This month's presenter is Jacob Bruce, a Canadian robotics student at QUT, who will be taking us through the historical and present-day successes of Deep Reinforcement Learning, and will provide tips on how to determine whether deep RL is the right approach for the task at hand.
Technical rating: 🌶️🌶️🌶️
Jacob tells us that his talk won't shy away from anything at the implementation level, so expect a high level of technicality there (e.g., keeping your gradients numerically stable by never taking the log of an exponential or letting a variance go near zero, etc).
However, the only equations that will appear in this talk are the ones that will end up becoming code – rest assured there will be a focus on presenting content that results in being able to build, debug, tune, and improve a working AI system.
6:00pm: Mingling, networking and nibbles
6:30pm: Deep Reinforcement Learning: Past, Present and Future
7:30pm: Group Question and Answer Session
8:00pm: Mingling continued
Title: Deep Reinforcement Learning: Past, Present and Future
Deep reinforcement learning is the latest hot topic in general-purpose AI. But deep nets and RL have both been around for decades and are actually quite straightforward; it's only the massive computational power that is new.

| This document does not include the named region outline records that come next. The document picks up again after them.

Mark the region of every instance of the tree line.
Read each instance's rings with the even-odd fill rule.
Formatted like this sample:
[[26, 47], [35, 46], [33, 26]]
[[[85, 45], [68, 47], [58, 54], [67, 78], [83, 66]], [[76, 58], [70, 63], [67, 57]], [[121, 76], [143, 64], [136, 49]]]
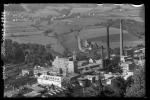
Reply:
[[52, 50], [50, 44], [19, 44], [11, 39], [4, 40], [2, 49], [3, 52], [1, 52], [1, 58], [4, 64], [51, 64], [51, 61], [53, 61], [56, 54], [56, 52]]

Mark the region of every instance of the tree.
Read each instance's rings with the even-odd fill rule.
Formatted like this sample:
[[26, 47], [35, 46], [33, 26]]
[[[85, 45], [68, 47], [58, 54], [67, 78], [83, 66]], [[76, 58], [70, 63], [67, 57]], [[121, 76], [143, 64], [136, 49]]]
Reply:
[[126, 97], [144, 97], [145, 96], [145, 68], [135, 70], [133, 76], [134, 83], [126, 90]]

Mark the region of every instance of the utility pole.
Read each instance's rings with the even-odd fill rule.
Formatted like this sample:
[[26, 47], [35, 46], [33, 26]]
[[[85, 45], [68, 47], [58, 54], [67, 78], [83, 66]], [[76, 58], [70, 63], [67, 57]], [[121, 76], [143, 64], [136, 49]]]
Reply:
[[122, 19], [120, 19], [120, 60], [123, 56], [123, 29], [122, 29]]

In this talk Jacob will describe some of the historical and recent successes of RL, the main paradigms of RL and why they work, and whether deep RL is the right tool for your problem. He will demonstrate a complete deep RL agent in about a dozen lines of python, and anyone with a baseline understanding of gradient descent should come away from the talk being able to implement their own.

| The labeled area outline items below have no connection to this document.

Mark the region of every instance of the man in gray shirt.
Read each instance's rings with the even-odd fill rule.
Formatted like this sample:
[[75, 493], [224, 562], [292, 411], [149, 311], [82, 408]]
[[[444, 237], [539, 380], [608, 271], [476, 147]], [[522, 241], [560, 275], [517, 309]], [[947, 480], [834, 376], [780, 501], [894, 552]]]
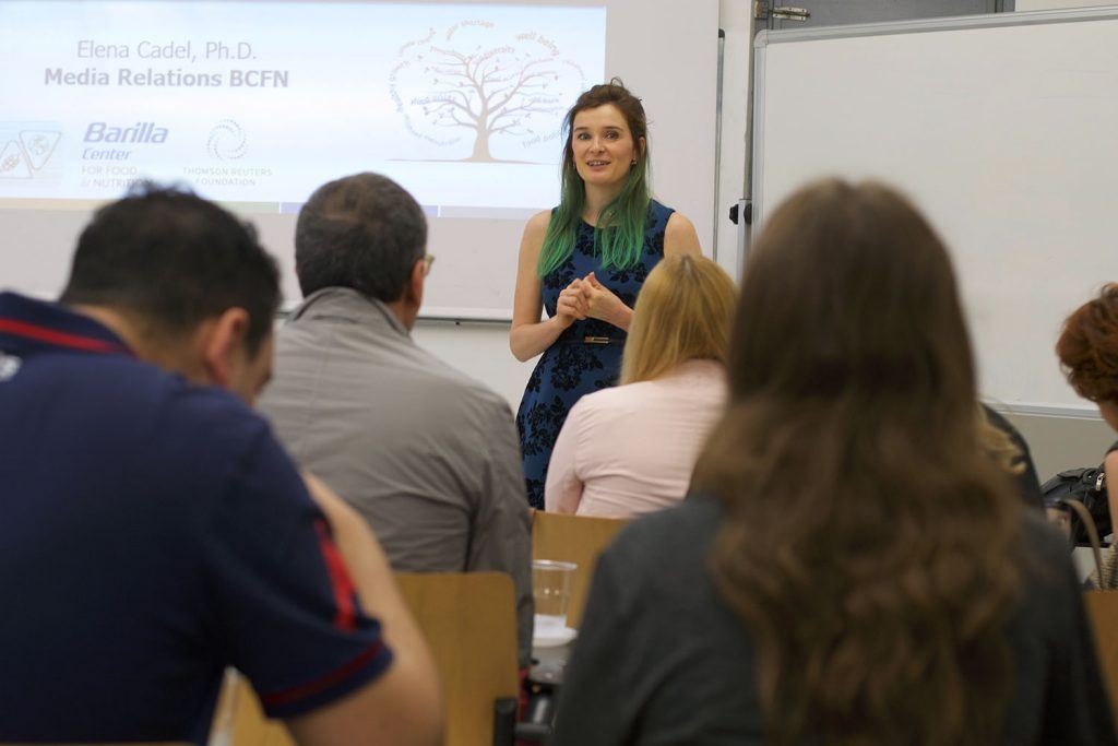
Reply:
[[512, 413], [411, 340], [427, 221], [392, 180], [331, 181], [303, 206], [304, 300], [276, 337], [259, 403], [295, 461], [364, 517], [392, 568], [500, 570], [531, 657], [531, 528]]

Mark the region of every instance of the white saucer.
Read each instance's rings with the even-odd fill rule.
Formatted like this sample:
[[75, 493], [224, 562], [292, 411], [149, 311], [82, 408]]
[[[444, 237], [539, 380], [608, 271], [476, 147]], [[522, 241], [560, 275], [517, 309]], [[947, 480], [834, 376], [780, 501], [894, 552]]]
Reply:
[[548, 630], [543, 634], [536, 634], [532, 638], [532, 648], [558, 648], [578, 636], [578, 630], [565, 626], [561, 630]]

Jacob Bruce is a Canadian robotics student at QUT, doing a PhD in robot learning for navigation. Before this, he completed a MSc in robotic vision, focusing on algorithms for robots finding tiny distant people. With the recent explosion of deep learning, he has been working on using those techniques to learn navigation behaviour end-to-end with real robots, and has just finished an internship at Google's DeepMind along these lines.